After returning from Boston last week, I expressed my displeasure with the city on Facebook, prompting a response from an old college acquaintance who lives there now. We exchanged barbs about our respective cities of residence, and he challenged me to defend my assertion that Chicago is the greatest American city. Since I am quite passionate about my hometown, and work at an institution that advances knowledge of the city, I composed a rather lengthy essay on the perks of Chicago that effectively silenced his criticism. Since many of my readers here also live outside of the Chicagoland area, I thought I'd pass my thoughts along to all of you.
Chicago is great because of its...
Chicago is home to some of the greatest cultural institutions in the United States, and the world at large. The Art Institute has one of the foremost collections of Impressionist, Post-Impressionist, and American art in the world. With the recent opening of the Modern Wing, their Contemporary and Modern European collections have an incredible new showcase. Chicago is also home to numerous other world-class museums, including the Field Museum of Natural History, the Shedd Aquarium, and the Museum of Science and Industry, not to mention the dozens of smaller institutions like the Adler Planetarium, the Museum of Contemporary Art, the Chicago History Museum, the Dusable Museum of African American History, the National Museum of Mexican Art, and the Vietnam Veterans' Art Museum.
Chicago fosters a vibrant music, theater, and dance scene. Several recent productions, including Aida, and The Producers have chosen to premiere in Chicago before heading to Broadway. The Chicago Symphony Orchestra and the Lyric Opera are among the country's best in their respective fields. Chicago is also home to a number of music festivals during the summer, such as Pitchfork and Lollapalooza, and the ongoing free summer concert series held in Millennium Park.
Numerous films have been set in, or filmed in Chicago. To name a few: Ferris Bueller's Day Off, Risky Business, The Blues Brothers, Batman Begins, and The Dark Knight. And, I'm not really sure that it qualifies as culture, but Oprah lives and films here, and she's one of the most powerful women in America.
We have deep dish pizza. End of story.
Seriously though, Chicago is often pointed to as the rising star of the American culinary scene. The city is home to Alinea, often cited as one of the best restaurants in the world, much less the United States, and the restaurants of other James Beard Award-winning chefs such as Laurent Gras (L20) and Paul Kahan (Blackbird, Avec, The Publican). Rick Bayless has all of his restaurants in Chicago. You can also find any ethnic food you might desire in one of Chicago's neighborhoods, such as Chinatown, Pilsen (Mexican), Humbolt Park (Puerto Rican), Devon Street (Indian), Greektown, Little Italy, and others.
We also have Chicago-style hot dogs.
Our lake is so big, you can't even see the other side of it. We might as well live on the ocean. We have beaches. But we also get the benefits of being in the middle of the country, like being a major transportation hub, and reasonable flight times to the edges of the country.

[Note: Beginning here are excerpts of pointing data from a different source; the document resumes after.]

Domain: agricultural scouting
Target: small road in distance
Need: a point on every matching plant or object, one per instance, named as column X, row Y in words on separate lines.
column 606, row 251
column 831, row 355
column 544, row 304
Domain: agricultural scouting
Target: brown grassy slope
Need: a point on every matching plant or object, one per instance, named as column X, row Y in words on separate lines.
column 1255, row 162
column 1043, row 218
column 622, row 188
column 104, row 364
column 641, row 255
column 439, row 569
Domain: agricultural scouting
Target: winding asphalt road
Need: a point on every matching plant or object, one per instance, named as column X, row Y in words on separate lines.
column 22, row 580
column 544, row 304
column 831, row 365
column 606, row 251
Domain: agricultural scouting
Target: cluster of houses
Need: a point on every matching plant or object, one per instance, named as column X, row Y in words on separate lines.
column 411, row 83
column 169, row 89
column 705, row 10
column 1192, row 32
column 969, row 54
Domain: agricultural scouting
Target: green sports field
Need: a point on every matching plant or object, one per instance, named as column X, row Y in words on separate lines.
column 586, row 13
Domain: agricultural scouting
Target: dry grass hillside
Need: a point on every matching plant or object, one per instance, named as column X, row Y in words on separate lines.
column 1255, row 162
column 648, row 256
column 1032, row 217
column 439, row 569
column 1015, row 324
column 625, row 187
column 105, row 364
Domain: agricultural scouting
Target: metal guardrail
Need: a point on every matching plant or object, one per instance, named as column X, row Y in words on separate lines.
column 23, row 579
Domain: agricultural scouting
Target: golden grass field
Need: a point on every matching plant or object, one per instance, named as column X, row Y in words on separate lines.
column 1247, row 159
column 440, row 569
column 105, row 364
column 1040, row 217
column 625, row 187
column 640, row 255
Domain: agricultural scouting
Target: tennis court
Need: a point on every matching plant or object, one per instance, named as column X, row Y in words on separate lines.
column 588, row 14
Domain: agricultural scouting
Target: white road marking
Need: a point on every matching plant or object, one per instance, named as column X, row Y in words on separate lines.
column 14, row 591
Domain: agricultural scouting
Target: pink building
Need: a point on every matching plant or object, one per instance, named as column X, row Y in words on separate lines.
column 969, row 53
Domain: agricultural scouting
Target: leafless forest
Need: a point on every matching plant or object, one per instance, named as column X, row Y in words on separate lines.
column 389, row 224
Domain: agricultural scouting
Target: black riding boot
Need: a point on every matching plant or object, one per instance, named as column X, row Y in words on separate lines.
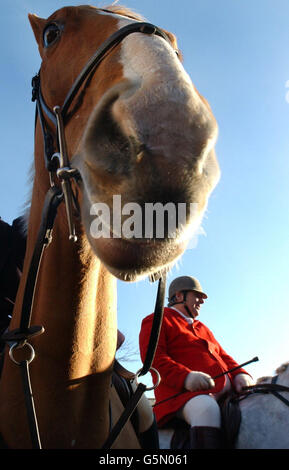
column 205, row 437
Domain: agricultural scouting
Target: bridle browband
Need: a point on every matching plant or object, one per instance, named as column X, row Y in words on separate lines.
column 57, row 163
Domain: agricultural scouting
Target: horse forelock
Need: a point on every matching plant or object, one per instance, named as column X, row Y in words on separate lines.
column 124, row 11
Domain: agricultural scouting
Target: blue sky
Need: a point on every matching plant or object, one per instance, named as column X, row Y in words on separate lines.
column 236, row 53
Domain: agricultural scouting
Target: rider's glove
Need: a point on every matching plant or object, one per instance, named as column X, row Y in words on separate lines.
column 242, row 380
column 198, row 381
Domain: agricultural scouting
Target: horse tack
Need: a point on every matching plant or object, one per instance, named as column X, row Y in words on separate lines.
column 58, row 162
column 274, row 388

Architecture, and Public Art
Chicagoans invented the skyscraper. We have the tallest one in the country
(although we were dumb enough to let them rename it the Willis Tower), and some particularly fetching exemplar such as the Tribune Tower and the Carbide & Carbon Building. The city boasts two phenomenal ceilings designed by Tiffany: the glass dome of the Chicago Cultural Center, and the mosaic ceiling in the old Marshall Field flagship store (now a Macy's.) The city is also home to public art furnished by some of the greatest artists in the world. Daley Plaza contains the famous Picasso statue, nearby is a statue by Joan Miro, and Millennium Park features the popular Crown Fountain designed by Spanish artist Jaume Plenza, along with Cloud Gate, which has become a symbol of the city, not to mention the new band shell designed by Frank Gehry.
I'll be the first to admit, I could care less about this aspect of Chicago. Still, we have two baseball teams with fanatical followings, a football team with a historic stadium, an occasionally decent hockey team, and what was once a legendary basketball team. We had Michael Jordan back in the day.

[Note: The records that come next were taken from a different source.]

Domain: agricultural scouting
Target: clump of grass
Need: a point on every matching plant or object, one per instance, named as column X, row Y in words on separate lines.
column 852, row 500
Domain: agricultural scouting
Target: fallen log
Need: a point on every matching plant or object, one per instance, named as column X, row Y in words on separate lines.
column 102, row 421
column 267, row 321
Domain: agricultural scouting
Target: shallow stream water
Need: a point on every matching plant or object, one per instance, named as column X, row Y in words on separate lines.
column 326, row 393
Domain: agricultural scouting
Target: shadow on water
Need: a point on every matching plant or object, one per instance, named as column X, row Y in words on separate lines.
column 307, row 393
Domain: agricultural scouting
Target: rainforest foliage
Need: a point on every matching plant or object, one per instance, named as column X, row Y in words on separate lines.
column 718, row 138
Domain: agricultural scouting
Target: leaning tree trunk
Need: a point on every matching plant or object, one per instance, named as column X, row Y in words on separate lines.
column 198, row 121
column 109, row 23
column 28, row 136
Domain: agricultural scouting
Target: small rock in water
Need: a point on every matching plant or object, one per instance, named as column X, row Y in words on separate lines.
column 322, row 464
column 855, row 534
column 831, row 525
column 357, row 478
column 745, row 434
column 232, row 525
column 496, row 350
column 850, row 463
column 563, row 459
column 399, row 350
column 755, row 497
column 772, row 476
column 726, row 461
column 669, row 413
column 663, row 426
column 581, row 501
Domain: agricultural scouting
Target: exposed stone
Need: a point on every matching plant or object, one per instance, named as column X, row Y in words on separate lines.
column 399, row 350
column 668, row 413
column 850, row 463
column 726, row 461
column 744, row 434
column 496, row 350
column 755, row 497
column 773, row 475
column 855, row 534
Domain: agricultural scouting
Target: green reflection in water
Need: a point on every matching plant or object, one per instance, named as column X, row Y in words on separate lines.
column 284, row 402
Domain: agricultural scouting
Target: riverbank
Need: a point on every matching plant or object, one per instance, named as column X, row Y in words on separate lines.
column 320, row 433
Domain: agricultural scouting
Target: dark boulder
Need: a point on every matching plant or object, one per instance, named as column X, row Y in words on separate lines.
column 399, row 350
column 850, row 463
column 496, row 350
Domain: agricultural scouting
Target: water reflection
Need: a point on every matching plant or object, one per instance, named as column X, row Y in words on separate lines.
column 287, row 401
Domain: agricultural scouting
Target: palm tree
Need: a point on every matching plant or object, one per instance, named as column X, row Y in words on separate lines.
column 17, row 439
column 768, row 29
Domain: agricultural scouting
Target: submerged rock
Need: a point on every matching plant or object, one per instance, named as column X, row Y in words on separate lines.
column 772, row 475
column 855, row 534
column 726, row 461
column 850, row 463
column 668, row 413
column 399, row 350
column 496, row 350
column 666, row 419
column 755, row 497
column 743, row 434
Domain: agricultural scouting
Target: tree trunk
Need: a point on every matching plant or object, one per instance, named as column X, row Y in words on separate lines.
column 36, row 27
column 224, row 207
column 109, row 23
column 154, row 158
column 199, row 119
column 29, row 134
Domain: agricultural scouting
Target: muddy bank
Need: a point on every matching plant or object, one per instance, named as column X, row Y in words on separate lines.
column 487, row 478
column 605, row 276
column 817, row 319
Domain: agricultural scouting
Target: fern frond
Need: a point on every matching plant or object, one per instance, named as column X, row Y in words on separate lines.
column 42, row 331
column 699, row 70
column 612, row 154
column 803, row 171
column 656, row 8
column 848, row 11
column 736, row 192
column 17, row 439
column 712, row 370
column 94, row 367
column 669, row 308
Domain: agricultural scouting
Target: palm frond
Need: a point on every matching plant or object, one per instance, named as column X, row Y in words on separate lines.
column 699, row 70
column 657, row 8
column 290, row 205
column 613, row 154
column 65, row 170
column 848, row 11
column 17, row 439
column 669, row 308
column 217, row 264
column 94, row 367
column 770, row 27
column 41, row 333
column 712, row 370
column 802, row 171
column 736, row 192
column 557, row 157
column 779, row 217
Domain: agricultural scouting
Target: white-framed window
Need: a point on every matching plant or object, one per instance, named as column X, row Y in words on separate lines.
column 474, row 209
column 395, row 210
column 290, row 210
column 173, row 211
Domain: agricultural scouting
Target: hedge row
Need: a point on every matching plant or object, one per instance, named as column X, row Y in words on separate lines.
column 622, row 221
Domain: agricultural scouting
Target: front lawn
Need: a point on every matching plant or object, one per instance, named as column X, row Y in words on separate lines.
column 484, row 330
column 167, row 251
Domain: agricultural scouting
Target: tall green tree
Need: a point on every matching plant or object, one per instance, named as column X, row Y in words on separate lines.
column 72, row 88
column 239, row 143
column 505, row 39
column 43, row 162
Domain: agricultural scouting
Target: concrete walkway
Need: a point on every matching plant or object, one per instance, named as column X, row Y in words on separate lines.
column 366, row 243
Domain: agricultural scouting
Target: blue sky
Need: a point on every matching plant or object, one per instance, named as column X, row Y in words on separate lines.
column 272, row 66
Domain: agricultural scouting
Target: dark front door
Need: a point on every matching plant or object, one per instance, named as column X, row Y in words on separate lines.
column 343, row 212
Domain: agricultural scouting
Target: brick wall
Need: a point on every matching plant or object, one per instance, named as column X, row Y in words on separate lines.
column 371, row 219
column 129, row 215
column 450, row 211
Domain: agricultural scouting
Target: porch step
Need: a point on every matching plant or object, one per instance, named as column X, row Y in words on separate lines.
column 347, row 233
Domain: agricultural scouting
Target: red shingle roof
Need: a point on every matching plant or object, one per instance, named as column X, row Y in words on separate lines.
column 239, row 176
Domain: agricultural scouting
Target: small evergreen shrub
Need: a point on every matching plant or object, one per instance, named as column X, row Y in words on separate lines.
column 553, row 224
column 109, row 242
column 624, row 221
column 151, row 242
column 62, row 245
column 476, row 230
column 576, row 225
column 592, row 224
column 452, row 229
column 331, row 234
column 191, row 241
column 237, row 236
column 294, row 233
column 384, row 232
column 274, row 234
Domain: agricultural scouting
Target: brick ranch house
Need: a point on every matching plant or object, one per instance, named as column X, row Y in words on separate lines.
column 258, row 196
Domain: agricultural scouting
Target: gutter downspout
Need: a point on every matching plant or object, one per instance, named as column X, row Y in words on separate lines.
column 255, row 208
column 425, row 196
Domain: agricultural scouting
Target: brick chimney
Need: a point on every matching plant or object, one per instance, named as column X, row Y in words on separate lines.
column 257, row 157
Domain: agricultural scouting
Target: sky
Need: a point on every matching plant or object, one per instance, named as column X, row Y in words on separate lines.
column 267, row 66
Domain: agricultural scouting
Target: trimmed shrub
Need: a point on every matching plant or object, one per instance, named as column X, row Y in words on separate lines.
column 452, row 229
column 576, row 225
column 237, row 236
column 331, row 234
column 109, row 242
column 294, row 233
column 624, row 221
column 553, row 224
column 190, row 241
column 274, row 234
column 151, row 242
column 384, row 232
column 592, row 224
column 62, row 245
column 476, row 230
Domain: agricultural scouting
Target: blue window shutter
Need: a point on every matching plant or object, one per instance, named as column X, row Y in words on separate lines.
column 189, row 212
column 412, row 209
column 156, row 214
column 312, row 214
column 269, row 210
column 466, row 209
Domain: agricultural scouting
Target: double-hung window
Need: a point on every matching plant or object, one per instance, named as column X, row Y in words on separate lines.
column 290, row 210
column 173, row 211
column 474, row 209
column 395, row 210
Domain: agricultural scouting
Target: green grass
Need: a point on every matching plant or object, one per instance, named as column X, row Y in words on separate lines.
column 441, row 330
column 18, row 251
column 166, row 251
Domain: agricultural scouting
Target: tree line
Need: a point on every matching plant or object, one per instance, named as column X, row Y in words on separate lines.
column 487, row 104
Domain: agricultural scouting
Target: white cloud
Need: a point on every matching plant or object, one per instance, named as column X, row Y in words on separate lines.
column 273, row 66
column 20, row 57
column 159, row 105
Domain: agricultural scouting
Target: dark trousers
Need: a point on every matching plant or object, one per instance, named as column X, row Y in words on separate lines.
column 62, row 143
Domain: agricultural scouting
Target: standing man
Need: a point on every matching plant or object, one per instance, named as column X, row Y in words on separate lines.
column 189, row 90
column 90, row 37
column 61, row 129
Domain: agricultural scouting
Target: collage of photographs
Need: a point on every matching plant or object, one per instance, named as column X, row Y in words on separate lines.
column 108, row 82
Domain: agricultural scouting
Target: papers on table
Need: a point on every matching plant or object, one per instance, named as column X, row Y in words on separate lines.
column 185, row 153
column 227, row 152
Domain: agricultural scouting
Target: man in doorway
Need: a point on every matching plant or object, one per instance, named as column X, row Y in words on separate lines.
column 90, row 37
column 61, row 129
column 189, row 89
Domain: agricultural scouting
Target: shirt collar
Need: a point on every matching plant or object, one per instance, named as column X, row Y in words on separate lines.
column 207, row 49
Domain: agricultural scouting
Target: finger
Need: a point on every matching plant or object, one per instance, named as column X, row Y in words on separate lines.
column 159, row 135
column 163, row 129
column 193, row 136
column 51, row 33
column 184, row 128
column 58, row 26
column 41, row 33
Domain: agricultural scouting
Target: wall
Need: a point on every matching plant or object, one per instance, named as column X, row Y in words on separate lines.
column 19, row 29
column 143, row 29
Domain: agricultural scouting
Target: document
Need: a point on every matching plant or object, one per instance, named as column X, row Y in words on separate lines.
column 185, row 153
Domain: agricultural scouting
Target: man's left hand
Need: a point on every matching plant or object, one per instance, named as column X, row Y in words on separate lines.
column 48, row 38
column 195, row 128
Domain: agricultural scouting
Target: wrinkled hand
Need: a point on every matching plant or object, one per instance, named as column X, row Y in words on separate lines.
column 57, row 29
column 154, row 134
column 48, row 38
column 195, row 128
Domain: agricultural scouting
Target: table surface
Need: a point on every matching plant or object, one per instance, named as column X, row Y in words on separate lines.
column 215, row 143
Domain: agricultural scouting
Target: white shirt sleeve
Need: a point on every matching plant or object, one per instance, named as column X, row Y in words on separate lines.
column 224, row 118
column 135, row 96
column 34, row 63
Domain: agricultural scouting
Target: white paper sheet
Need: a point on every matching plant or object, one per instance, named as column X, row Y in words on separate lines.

Because our city burned to the ground in 1871, we were able to start fresh with modern theories of city planning. The vast majority of our streets run north/south and east/west. You'd have to be an idiot to get lost here. Older cities (like Boston) have a more idiosyncratic layout that is somewhat European in its sensibility. City planning also gave us our large swath of lakefront parks, collectively referred to as the city's front lawn.
Say what you will about Chicago politics, but you can't deny that they keep things interesting. Richard M. Daley is a legend. He may wield near dictatorial power over the city, but he gets things done. Time proclaimed him the best mayor of any major US city in 2005. We're also the hometown of President Obama, the most powerful politician in the world.
Sure, Chicago has its flaws. Every city does. No place is perfect. But I happen to think Chicago comes pretty close, and despite all my travels, I can't think of another place I'd rather put down roots for any extended period of time.